Biological soil crusts significantly improve soil fertility and change soil microbiomes in Qinghai-Tibetan alpine grasslands.

Biological soil crusts (BSCs), a vital component of ecosystems, are pivotal in carbon sequestration, nutrient enrichment, and microbial diversity conservation. However, their impact on soil microbiomes in alpine regions remains largely unexplored. Therefore, this study aimed to determine the influence of BSCs on alpine grassland soil microbiomes, by collecting 24 pairs of soils covered by biological and physical crusts along a transect on the Qinghai-Tibetan Plateau. We found that BSCs significantly increased the contents of soil moisture, organic carbon, total nitrogen, and many available nutrients. They also substantially altered the soil microbiomes. Specifically, BSCs significantly increased the relative abundance of Cyanobacteria, Verrucomicrobiota, and Ascomycota, while decreasing the proportions of Gemmatimonadota, Firmicutes, Nitrospirae, Mortierellomycota, and Glomeromycota. By contrast, microbial abundance and α-diversity demonstrated low sensitivity to BSCs across most study sites.

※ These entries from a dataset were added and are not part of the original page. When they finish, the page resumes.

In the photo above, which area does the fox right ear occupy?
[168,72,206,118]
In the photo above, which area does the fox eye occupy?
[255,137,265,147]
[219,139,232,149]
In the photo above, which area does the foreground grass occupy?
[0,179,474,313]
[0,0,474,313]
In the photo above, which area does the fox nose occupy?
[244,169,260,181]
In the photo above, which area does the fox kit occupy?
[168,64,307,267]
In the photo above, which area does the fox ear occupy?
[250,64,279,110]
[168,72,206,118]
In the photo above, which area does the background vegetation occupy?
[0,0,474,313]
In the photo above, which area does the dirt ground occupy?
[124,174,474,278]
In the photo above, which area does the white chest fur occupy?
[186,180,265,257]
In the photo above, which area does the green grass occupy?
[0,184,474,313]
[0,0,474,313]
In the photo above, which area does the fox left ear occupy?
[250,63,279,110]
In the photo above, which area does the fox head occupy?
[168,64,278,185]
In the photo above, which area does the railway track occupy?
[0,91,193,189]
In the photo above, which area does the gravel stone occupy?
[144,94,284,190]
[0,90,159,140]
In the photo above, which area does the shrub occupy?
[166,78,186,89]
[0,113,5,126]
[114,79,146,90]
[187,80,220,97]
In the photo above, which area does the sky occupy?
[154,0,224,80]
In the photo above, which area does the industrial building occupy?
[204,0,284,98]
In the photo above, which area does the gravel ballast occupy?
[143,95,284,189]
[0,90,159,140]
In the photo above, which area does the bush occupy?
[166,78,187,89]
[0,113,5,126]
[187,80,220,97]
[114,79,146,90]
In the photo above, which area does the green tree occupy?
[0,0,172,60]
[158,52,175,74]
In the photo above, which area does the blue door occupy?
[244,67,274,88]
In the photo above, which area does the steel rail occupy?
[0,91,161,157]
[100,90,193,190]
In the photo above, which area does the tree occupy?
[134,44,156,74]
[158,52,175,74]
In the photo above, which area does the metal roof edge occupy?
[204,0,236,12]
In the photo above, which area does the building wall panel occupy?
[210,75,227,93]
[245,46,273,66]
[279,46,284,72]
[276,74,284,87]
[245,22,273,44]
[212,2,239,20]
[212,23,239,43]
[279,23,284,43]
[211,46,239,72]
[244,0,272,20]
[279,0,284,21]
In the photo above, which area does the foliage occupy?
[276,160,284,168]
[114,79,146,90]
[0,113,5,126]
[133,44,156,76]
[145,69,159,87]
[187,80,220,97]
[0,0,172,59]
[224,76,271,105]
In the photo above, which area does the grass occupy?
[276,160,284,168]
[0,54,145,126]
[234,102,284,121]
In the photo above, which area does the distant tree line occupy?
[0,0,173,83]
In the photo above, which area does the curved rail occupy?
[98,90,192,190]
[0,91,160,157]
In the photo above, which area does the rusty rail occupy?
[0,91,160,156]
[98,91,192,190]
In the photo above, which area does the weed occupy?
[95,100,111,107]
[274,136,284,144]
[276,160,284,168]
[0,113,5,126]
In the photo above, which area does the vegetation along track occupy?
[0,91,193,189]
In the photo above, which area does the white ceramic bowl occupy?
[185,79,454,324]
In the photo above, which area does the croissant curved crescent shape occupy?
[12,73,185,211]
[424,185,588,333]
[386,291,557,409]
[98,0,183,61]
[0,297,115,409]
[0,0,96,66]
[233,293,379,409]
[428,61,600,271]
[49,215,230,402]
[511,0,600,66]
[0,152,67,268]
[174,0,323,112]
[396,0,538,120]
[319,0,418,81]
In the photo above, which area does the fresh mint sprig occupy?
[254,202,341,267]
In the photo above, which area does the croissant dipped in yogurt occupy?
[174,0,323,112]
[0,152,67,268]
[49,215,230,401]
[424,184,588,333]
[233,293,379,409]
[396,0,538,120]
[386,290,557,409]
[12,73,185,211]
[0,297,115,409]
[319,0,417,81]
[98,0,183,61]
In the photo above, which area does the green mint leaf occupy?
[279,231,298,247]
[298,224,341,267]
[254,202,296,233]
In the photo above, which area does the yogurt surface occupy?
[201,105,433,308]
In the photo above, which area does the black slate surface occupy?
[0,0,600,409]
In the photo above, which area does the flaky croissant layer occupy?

Under the BSCs, the assembly of prokaryotic communities was more affected by homogeneous selection and drift, but less affected by dispersal limitation. Conversely, soil fungal community assembly mechanisms showed an inverse trend. Overall, this study provides a comprehensive understanding of the effects of BSCs on soil properties and microbial communities, offering vital insights into the ecological roles of BSCs.